See You Again | 2

345 44 6
                                    

"Bawa baju ganti lagi, kan?" tanya Kak Amalia ketika Kia kembali gumoh. "Atau mau pinjam baju Edwin? Kayaknya masih ada yang cukup buat Kia." Edwin hanya berjarak 1,5 tahun dari Jia dan Kia.

"Bawa, kok. Di dalam tas," jawabku sambil membuka baju luar Kia untuk yang kedua kalinya. Bayi sabar itu hanya tersenyum, membuat air mataku tidak terasa jatuh menetes.

"Di mana? Kakak ambilkan, ya?" Tanpa menunggu jawaban, Kak Amalia sudah beranjak menuju sofa. Tidak lama kemudian, ia sudah kembali membawa kaos abu berlengan panjang dengan gambar kelinci di tengahnya.

"Itu kotak apaan?" Telunjuknya mengarah ke tas yang tadi diletakkan di atas sofa.

"Eh?" Aku menoleh, dan baru teringat dengan kotak bersampul warna lila yang kumasukkan ke dalam tas tadi malam.

"Bukan kado buat kakak, kan?" Ia terkekeh.

"Bukan," jawabku sambil menggulung lengan kaos yang baru diambilkan, sebelum memasukkan tangan Kia. "Itu buat Tasya. Sore ini ada farewell party di Menteng. Rencananya mau aku kirim pake Gosend aja ke sana."

"Kenapa nggak kasih aja sendiri?"

"Mana bisa bawa Jia dan Kia ke sana. Kasihan."

"Ya, Jia dan Kia tinggal aja di sini. Mumpung Jia juga lagi tidur."

Aku menimbangnya sekilas, tapi segera menggelang. "Nggak, deh. Nanti malah nyusahin, kalau Jia bangun."

"Elu kayak ke siapa aja ama kakak sendiri." Kak Amalia melengos, lalu duduk di sofa kecil dekat televisi. "Apa bukan karena elu nggak pede ketemu mereka?"

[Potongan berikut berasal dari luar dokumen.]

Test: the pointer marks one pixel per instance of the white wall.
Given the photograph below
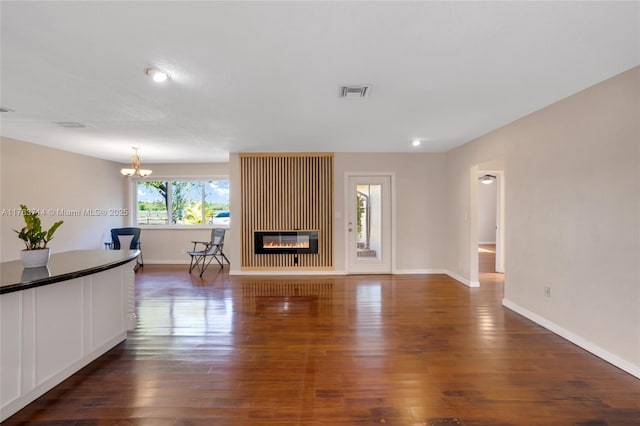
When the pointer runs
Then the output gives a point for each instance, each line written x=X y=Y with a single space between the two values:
x=572 y=174
x=60 y=183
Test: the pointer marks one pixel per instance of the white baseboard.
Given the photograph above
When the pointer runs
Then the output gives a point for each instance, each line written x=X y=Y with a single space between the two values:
x=419 y=271
x=167 y=262
x=463 y=280
x=598 y=351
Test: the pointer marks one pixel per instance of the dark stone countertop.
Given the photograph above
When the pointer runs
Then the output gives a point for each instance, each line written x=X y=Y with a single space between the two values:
x=62 y=267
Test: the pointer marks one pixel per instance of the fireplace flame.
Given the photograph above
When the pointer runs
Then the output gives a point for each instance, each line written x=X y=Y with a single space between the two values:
x=273 y=244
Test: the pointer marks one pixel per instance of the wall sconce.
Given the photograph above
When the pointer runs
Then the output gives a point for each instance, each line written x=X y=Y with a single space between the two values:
x=487 y=179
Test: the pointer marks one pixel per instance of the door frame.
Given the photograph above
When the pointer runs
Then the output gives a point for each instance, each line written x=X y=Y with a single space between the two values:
x=392 y=187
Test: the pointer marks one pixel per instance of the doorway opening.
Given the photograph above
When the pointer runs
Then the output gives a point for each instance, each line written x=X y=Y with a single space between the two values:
x=368 y=245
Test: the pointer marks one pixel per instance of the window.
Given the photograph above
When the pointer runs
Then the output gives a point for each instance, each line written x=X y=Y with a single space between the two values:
x=182 y=202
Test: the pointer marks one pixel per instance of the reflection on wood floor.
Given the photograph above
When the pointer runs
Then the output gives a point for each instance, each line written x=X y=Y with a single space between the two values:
x=402 y=350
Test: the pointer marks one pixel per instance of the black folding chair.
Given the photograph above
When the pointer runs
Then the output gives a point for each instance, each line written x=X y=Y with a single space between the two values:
x=134 y=233
x=212 y=249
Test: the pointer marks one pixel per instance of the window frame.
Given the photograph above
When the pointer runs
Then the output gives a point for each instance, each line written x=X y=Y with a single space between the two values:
x=133 y=199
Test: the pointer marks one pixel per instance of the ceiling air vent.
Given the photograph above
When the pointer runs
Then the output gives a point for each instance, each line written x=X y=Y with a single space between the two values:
x=70 y=124
x=355 y=92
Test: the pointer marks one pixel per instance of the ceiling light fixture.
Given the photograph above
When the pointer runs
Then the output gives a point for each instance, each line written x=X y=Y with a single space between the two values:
x=136 y=164
x=487 y=179
x=157 y=75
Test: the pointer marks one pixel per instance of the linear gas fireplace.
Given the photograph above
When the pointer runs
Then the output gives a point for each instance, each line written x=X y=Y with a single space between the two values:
x=267 y=242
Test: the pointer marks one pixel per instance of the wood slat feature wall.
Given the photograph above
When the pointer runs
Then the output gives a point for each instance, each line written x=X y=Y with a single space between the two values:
x=283 y=192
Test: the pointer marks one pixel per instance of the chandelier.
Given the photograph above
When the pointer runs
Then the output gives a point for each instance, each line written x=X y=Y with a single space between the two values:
x=136 y=163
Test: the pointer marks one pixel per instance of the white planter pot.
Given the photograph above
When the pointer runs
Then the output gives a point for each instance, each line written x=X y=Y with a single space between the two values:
x=35 y=258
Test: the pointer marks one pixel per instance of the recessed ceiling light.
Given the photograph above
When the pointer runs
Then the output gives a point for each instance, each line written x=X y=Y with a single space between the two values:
x=157 y=75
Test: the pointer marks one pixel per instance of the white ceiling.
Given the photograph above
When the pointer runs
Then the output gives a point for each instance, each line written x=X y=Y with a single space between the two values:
x=265 y=76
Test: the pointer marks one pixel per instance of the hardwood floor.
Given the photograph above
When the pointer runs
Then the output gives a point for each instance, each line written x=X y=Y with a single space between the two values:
x=402 y=350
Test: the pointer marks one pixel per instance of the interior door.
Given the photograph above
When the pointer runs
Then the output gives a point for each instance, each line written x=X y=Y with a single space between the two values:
x=368 y=224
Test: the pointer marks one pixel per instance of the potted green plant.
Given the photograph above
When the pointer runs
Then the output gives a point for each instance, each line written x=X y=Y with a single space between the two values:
x=36 y=253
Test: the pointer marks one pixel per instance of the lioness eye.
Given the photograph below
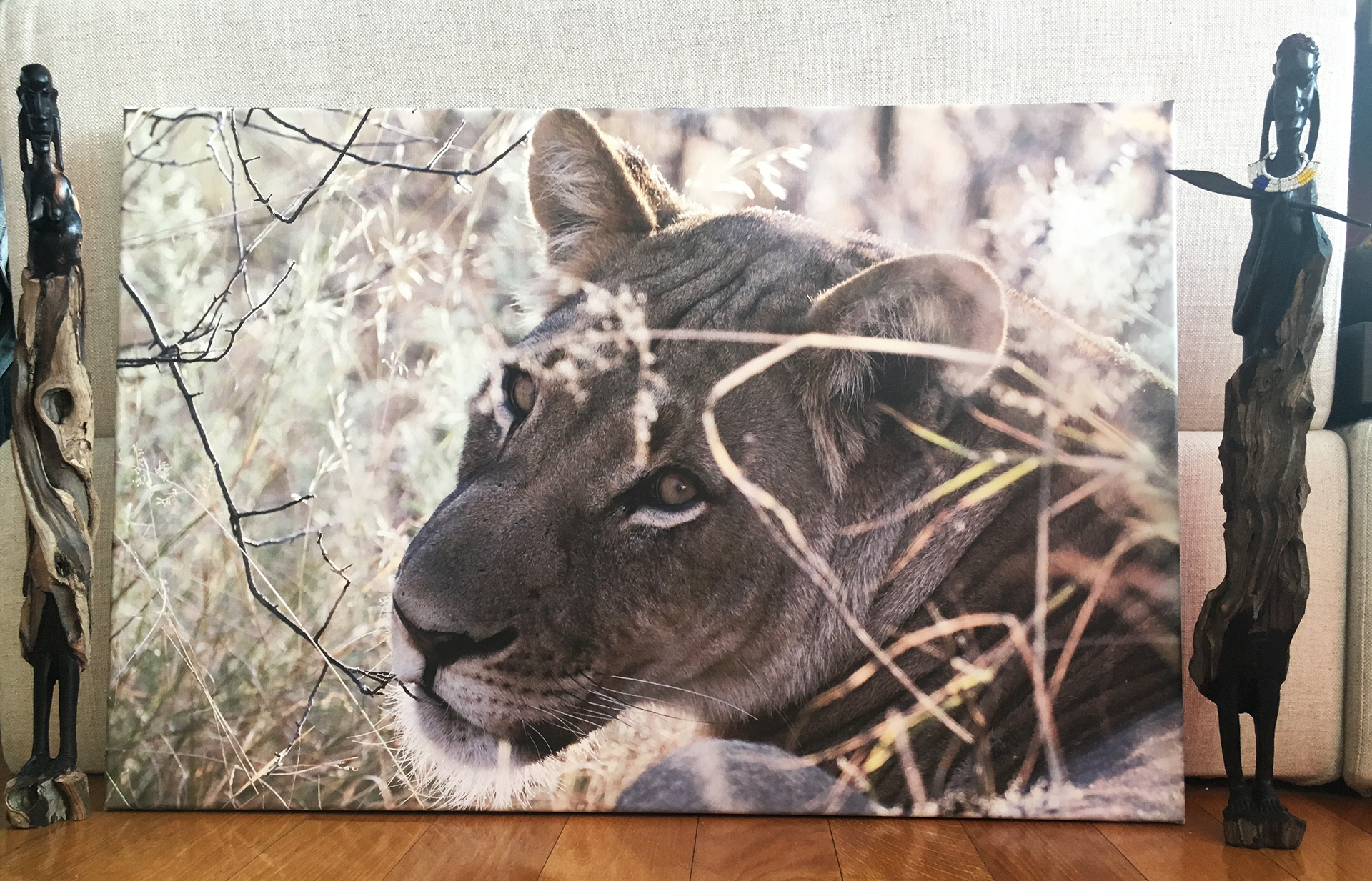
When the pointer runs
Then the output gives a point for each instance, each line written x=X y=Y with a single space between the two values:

Tanganku terhenti saat hendak memasukkan sebelah tangan Kia yang satunya. Tanpa sadar, aku mendengkus.

"Nggak usah baper. Itu emang jelas banget kelihatan dari wajah elu." Kak Amelia masih belum puas memojokkan. Kalimat yang diucapkannya memang tanpa penekanan, tapi meluncur tepat mengenai hati. "Kalau gue jadi elu, sih," katanya sambil mengibas, "ya, gue pede-pede aja ama kehidupan gue, apa adanya."

Wajahku memanas. Untung saja kata-kata itu keluar dari mulut Kak Amalia, hingga aku sudah tahu bagaimana karakternya. Kalau bukan, amarahku saat ini pasti sudah meledak. Meski benar apa yang dikatakannya, tapi wanita yang menikah dengan pengusaha rumah makan itu belum pernah merasakan bagaimana berada di posisiku.

"Bukan begitu," jawabku kemudian, berusaha meredam rasa. Kia yang sudah ramai berceloteh berhasil menerbitkan senyum di wajahku.

"Cuma aneh aja, sih, sama sikap kamu akhir-akhir ini," lanjut Kak Amalia. "Yang kakak tahu kalau Tasya itu best friend kamu. Kalian udah lama nggak ketemu dan belum tentu bisa ketemu lagi dalam waktu dekat. Syukur-syukur kalau Tasya bisa pulang tiap lebaran."

Aku memilih diam, tidak membalas.

"Kalau mau pinjam baju kakak, tinggal pilih aja. Nanti kakak minta Pak Yudi antar. Atau mau kakak antar sekalian sama anak-anak?" Kak Amalia menjeda kalimatnya. "Kalau kamu nggak berani minta izin sama Ryan, biar kakak yang bilang. Tapi masa iya Ryan larang kamu kalau tahu. Ryan bukan orang yang kayak gitu."

Aku menghela napas dalam.

"Jangan kebanyakan mikir! Elu megap-megap dari tadi kayak ikan koki kehabisan napas aja."

Mau tidak mau, aku ikut terkekeh. "Nanti aku bilang Mas Ryan dulu, deh." Aku berharap jawaban itu berhasil membungkam mulutnya.

"Kakak, sih, nggak nyuruh kamu buat ikutan farewell. Cuma ketemu aja, abis itu pulang. Perhatian kecil akan terus dikenang oleh orang lain, apa lagi orang yang menganggap kamu itu spesial."